Comme TN n’a qu’un demi-million d’habitants, c’est comme si Ottawa garantissait un prêt de 34 milliards au Québec!!!
34 milliards c’est presque toute la dette d’Hydro-Québec.

http://blogues.journaldequebec.com/michelhebert/politique/par-bonheur-harper-ne-lit-pas/

Extrait:

«Alors voici ce qu’on apprend, à la page 46 : le gouvernement fédéral obtient dans la Belle Province des recettes totalisant 44,5 milliards. Cela inclut l’impôt des particuliers, des entreprises, les taxes, les cotisations à l’assurance chômage, etc. Un total donc de 44,5 milliards.

Mais Ottawa dépense au Québec pas moins de 60,8 milliards. Dépenses courantes en biens et services, des versements aux particuliers, des subventions aux entreprises, etc. L’Institut de la Statistique ajoute 6,1 milliards constituant les intérêts sur la part du Québec de la dette fédérale. Or, si on s’en tient aux services, ou aux dépenses directes au Québec eet/ou aux citoyens québécois, Ottawa dépense 54,7 milliards dans la Belle Province. Le déficit est donc d’au moins 10,2 milliards. Si on ajoute les intérêts sur la part du Québec de la dette : le déficit fédéral au Québec est de 16,2 milliards.»

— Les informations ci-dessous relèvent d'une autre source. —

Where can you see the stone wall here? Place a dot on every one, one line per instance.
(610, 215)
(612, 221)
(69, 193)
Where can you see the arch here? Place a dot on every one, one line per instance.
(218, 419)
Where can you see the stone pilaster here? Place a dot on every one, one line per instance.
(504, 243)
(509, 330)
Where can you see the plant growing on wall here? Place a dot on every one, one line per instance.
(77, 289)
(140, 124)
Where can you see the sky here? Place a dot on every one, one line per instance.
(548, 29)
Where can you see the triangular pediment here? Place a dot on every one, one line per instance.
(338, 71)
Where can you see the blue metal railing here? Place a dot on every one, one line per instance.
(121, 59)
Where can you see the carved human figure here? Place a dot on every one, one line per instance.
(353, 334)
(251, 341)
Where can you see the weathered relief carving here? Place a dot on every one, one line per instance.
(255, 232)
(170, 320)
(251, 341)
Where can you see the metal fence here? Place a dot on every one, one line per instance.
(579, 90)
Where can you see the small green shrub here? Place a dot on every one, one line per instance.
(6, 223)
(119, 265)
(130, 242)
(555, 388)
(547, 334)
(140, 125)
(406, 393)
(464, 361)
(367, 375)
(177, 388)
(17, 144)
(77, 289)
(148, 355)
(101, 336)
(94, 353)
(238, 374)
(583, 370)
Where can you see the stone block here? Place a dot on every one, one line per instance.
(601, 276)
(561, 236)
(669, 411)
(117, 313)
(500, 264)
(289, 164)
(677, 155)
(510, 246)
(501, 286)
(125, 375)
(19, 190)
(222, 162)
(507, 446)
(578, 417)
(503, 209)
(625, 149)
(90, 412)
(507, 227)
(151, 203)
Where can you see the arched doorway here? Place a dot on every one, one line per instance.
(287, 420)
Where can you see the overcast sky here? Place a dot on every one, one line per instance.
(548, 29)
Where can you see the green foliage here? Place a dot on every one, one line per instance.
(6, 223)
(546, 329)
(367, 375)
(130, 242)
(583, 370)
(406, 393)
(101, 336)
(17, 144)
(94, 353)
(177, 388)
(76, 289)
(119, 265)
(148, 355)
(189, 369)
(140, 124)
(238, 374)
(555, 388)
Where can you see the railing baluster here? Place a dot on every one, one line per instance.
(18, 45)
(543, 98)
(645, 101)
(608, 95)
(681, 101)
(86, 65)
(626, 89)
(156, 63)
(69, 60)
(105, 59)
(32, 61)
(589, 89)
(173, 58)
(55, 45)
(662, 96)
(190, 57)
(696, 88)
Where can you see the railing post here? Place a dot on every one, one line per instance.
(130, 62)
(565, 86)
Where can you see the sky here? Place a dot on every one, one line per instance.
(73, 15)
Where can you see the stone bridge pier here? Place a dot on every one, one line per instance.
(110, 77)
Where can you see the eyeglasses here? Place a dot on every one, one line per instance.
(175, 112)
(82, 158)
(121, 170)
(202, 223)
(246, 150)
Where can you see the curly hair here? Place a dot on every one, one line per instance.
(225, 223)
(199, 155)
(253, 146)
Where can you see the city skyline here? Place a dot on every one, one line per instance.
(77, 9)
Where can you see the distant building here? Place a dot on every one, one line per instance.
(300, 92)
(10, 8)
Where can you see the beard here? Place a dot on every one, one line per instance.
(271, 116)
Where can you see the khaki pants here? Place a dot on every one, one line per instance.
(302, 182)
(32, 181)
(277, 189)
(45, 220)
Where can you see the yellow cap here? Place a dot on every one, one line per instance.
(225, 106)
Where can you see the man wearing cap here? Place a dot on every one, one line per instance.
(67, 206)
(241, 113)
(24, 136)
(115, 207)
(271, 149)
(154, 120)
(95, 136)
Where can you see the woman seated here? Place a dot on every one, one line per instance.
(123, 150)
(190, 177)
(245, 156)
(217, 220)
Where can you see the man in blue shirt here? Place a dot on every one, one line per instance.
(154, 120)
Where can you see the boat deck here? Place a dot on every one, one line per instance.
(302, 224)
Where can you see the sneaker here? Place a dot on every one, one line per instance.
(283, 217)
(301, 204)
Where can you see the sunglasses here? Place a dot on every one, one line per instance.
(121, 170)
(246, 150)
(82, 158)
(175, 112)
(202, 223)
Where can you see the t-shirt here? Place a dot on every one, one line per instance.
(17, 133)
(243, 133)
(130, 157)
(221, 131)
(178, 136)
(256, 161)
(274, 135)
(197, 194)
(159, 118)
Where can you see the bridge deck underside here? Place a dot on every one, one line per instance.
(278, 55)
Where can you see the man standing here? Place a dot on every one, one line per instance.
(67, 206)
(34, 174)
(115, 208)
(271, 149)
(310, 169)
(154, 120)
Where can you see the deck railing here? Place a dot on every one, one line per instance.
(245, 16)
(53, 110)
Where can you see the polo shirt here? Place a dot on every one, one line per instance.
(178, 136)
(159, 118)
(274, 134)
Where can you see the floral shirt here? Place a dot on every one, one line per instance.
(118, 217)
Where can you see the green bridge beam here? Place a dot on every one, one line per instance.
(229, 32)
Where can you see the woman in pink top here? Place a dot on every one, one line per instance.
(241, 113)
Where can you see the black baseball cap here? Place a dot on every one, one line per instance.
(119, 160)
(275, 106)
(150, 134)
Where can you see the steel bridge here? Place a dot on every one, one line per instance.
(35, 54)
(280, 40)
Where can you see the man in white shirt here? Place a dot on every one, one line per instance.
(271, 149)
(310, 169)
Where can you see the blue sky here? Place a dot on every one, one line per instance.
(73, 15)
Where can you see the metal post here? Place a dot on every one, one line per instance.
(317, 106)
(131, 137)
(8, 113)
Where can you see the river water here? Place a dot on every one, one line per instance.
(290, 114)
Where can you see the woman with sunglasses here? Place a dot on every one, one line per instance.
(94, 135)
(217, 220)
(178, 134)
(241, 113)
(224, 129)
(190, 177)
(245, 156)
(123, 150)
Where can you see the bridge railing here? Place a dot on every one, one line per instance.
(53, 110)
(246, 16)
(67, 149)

$16.2 Milliards PAR ANNÉE que le Fédéral donne généreusement au Québec!!!

« $16.2 Milliards PAR ANNÉE que le Fédéral donne généreusement au Québec!!! » Ça me laisse douter de vos capacités en mathématiques et en comptabilité. C’est écrit dans le texte que vous citez : « Le déficit est donc d’au moins 10,2 milliards. Si on ajoute les intérêts sur la part du Québec de la dette : le déficit fédéral au Québec est de 16,2 milliards.» Dans votre 16.2 milliards, il y a les intérêts de la dette, un passif. Si je vous envoie une partie de mes dettes, allez-vous me remercier pour cette « générosité » ?

Ah…bon…l’exercice comptable reconnu et avéré ne vous plaît pas même s’il respecte TOUTES les règles comptables québécoises???

Parlez-en avec les responsables de l’édition 2013 des Comptes économiques des revenus et dépenses du QUÉBEC (petit détail: cet organisme est entièrement et totalement QUÉBÉCOIS et n’a aucun lien avec le fédéral ou le reste du Canada!!!). Ce document dresse le portrait PRÉCIS des finances publiques du Québec en 2012.

Revenez nous voir avec les « correctifs » qu’ils auront consenti à vous faire…

Bonne chance…

Les règles comptables sont correctes, c’est votre compréhension de la comptabilité qui ne l’est pas. Vous dites que le gouvernement fédéral « donne généreusement » 16.2 milliards. Premièrement, vous vous imaginez que le gouvernement fédéral a envoyé au Québec un chèque de 16 milliards alors que ce sont des dépenses et non des dons, vous ajoutez en plus « par année », ce qui est faux, les dépenses varient d’année en année, de plus, dans les dépenses on calcule les intérêts de la dette qui fluctuent en fonction des taux d’intérêt, ce qui m’emmène à mon deuxième point. Que le gouvernement fédéral inscrive au compte des dépenses des provinces les intérêts de la dette est normale, puisque l’argent emprunté a servi à rendre des services ou à acheter des biens dans toutes les provinces. Ce qui n’est pas normal cependant, c’est votre propension à croire que les intérêts qui ont été acquittés, c’est de l’argent versé aux provinces dont le Québec.